You have a nice garden and your yard is kept nicely with flowers and plants. Is that your role, David?
<DH> Mostly I do the outside work, except for the designing part. She likes to switch things up to look like spring or fall outside. She tells me what to put up and take down.
<VH> He makes me sound so bossy! Imagine that <both laugh>
How many hours a week do you put into Checkerboard Corner?
<VH> We’re open Saturdays and Sundays, we started in November, and we’re not seasonal.
<DH> We’re open 10-4 on Saturdays and Noon-4 on Sunday.
<VH> Maybe a few hours during the week to make new things and oversee what’s out there.

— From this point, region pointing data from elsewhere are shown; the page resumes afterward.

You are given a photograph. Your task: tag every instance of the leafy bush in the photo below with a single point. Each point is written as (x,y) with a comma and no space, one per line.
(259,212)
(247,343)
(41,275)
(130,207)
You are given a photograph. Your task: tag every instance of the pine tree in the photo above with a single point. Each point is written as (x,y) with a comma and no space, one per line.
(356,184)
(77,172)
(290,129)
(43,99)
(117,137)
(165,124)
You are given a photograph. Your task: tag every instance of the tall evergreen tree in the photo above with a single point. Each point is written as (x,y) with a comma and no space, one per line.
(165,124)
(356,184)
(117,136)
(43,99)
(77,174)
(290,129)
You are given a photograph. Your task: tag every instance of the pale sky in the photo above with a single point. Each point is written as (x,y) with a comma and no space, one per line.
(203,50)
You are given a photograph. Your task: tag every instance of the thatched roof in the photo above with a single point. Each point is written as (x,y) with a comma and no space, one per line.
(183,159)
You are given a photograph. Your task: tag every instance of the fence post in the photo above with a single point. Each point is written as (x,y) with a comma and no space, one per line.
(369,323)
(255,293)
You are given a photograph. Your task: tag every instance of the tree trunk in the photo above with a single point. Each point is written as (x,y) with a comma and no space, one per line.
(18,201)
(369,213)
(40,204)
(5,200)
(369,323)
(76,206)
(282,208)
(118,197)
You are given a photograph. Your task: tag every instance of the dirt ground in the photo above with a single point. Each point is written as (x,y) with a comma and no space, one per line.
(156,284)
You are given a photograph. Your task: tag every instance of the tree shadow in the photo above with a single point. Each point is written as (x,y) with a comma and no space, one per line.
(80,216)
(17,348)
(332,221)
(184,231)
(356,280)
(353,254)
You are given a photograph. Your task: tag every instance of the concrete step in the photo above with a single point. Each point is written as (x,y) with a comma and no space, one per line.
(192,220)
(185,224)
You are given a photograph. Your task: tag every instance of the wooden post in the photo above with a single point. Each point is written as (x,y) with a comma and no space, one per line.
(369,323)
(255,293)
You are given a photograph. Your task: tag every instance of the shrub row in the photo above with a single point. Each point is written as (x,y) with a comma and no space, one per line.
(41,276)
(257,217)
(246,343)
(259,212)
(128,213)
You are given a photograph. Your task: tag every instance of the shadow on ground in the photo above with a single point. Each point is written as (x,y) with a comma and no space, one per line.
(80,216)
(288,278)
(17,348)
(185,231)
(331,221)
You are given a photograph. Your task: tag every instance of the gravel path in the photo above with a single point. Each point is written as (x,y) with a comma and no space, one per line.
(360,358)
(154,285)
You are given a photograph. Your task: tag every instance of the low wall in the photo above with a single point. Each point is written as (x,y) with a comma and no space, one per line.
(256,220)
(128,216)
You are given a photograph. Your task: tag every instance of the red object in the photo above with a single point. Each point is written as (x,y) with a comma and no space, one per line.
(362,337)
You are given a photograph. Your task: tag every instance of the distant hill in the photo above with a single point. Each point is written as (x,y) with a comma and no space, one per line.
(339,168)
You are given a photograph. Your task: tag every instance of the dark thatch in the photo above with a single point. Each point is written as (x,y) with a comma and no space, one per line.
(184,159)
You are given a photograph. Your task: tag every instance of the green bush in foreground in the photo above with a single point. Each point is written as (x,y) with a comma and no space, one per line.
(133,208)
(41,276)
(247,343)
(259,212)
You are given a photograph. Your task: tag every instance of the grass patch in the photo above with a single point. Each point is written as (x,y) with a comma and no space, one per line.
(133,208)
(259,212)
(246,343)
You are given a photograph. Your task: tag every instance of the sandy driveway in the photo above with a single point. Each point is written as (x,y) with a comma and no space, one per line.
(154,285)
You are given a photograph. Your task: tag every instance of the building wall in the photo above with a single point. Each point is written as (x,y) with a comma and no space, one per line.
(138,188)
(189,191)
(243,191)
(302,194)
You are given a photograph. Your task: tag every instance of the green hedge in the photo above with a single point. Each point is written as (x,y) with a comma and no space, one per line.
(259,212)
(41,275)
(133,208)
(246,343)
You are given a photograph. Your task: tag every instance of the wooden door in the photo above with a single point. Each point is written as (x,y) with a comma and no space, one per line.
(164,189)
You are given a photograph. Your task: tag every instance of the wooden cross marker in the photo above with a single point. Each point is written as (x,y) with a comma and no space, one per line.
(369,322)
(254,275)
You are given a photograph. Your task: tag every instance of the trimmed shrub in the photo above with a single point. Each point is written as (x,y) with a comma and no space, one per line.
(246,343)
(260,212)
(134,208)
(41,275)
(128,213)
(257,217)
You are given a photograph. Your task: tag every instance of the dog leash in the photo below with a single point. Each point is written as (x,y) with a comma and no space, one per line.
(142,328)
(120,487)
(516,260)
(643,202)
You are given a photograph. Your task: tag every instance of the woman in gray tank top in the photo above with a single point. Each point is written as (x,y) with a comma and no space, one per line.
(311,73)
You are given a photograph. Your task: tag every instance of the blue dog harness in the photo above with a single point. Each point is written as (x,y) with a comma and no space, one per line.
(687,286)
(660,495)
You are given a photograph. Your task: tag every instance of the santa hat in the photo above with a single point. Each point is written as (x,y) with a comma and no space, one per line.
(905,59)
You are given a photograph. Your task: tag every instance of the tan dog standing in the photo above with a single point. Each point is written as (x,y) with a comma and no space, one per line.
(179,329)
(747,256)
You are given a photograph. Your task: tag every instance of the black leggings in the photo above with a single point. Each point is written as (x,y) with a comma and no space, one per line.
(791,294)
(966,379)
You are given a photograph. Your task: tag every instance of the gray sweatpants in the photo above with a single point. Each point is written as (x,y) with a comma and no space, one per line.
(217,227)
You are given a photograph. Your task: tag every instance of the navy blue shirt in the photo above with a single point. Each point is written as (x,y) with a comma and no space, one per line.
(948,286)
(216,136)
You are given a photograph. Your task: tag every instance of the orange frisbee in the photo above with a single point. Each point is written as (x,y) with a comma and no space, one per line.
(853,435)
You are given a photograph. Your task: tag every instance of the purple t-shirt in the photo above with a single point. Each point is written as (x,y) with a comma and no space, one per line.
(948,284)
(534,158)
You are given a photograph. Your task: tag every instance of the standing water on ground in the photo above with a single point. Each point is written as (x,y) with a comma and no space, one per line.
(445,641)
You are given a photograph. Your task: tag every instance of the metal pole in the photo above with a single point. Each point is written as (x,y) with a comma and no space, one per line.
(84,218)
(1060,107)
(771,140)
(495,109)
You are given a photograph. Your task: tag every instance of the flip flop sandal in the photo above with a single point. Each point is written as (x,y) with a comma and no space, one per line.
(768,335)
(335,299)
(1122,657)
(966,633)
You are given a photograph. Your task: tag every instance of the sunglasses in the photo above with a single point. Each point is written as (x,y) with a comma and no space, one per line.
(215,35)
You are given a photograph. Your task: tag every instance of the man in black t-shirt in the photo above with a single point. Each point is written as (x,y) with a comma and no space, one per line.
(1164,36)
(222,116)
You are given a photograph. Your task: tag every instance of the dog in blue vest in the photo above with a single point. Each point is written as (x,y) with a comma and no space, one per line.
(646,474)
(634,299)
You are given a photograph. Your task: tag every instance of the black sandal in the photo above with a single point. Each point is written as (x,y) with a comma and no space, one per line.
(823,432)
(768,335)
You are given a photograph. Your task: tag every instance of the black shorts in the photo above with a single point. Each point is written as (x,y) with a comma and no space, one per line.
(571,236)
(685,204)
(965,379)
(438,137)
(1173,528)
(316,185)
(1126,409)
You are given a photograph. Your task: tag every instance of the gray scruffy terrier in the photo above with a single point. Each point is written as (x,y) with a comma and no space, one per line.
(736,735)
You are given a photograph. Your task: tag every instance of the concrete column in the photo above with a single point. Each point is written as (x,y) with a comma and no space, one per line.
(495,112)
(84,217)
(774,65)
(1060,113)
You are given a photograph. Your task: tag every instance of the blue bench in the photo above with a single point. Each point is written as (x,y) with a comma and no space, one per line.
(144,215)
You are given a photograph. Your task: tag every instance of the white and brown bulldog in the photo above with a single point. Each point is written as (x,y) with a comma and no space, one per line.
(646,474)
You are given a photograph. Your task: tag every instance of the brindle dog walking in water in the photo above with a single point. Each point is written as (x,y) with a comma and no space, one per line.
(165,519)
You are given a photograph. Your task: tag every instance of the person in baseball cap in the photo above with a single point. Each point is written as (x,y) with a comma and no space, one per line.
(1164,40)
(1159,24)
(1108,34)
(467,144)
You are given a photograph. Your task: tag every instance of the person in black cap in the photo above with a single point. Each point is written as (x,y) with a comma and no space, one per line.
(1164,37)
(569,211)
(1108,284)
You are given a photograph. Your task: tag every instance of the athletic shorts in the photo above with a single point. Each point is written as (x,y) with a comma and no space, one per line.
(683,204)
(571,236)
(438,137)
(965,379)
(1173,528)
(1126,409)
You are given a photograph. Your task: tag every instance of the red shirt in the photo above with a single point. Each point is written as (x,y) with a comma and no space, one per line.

You have it staged very beautifully.
<VH> Thank you.
How many hours a week do you spend in the production phase?
<DH> I would say it’s about the same. About 10 hours a week. Monday through Friday, I’ll go out there for 2 or 3 hours a day. On Saturdays and Sundays, we try to stay pretty close in case someone comes in.
Did you grow up locally?
<DH> I grew up in Rantoul. My father ran the grain elevator there for years. I graduated from Rantoul high school in 1969.
Vikki, you said you’re a Unity grad?
<VH> Yes. I grew up in Tolono.
How did you come to this location?
<VH> It was our family farm here in Villa Grove. My dad, Charles Clementz, grew up in Villa Grove. His dad, Pete Clementz, had an auto garage where the theater is on Main St. Dad grew up on Walnut street. We would come to visit grandma and grandpa all the time and I learned to drive the big Plymouth station wagon through the country from Tolono to Villa Grove. That was fun! I loved it. I’m a good driver. Don’t say anything David!
Your brother, Chris (Clementz) graduated from Villa Grove, right?
<VH> My parents ended up building a house here when he was a junior in high school, so poor Chris got dragged from Unity for his senior year of high school.
Is there anything you would like to add?
In the early days, when I was living in Villa Grove, in the 70’s, I did some substitute teaching and managed a pizza parlor in Arcola for Sid Shanks. I was in marketing at the outlet mall when they first opened, and I worked for 10 years at the Villa Grove News. When you’re there, you do a little bit of everything. I sold ads, wrote articles, took pictures, a little bit of everything and I loved it.